Entre as pautas que pretende defender no Congresso Nacional, o delegado citou o endurecimento das leis contra o crime organizado, o fortalecimento dos instrumentos de investigação e punição e a abertura de debates considerados sensíveis, como a revisão de normas relacionadas à responsabilização penal de adolescentes envolvidos em crimes graves.

 

“Entendi que para mudar o jogo é preciso estar nele. A legislação é que permite que um juiz passe a mão na cabeça de um bandido depois que ele é preso pela polícia. A legislação é que chama de menino, um criminoso de 16, 17 anos que mata e estupra. Mas vejo que é possível mudar esse cenário”, disse.

 

Segundo o delegado, a decisão de disputar uma vaga na Câmara Federal surgiu também da percepção de que muitos profissionais da segurança pública não se sentem representados nas discussões legislativas sobre o tema.

 

Ao encerrar o discurso, o delegado afirmou que pretende levar para o Congresso a mesma postura adotada ao longo da carreira policial, marcada pelo enfrentamento direto ao crime organizado.

 

“Vou fazer o que sempre fiz, que é cumprir uma missão.

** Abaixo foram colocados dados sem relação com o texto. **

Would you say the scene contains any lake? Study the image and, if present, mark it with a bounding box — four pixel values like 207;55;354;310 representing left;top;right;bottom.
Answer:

O palco da guerra agora passa a ser outro, mas o inimigo continua sendo o mesmo”, concluiu.

 

Trajetória 

 

Frederico Murta, 41 anos, é delegado da Polícia Civil de Mato Grosso desde 2014 e atual titular da Coordenadoria de Operações e Recursos Especiais (CORE), unidade responsável por operações de alto risco no estado. Com trajetória marcada pelo combate ao crime organizado, já atuou em unidades estratégicas como a Gerência de Combate ao Crime Organizado (GCCO) e na Força Integrada de Combate ao Crime Organizado (FICCO).

 

Murta foi o primeiro e único policial civil de Mato Grosso a concluir a formação para oficiais de Segurança Pública na tradicional National Academy do FBI, nos Estados Unidos. Ao longo da carreira, destacou-se na coordenação de diversas operações policiais de grande complexidade e alto risco, com resultados expressivos no enfrentamento às facções criminosas.

 

Professor da Academia da Polícia Civil (Acadepol-MT) e coautor do livro Tratado Contemporâneo de Polícia Judiciária (2022), foi reconhecido no Censo 2025 como destaque entre os delegados de polícia do Brasil.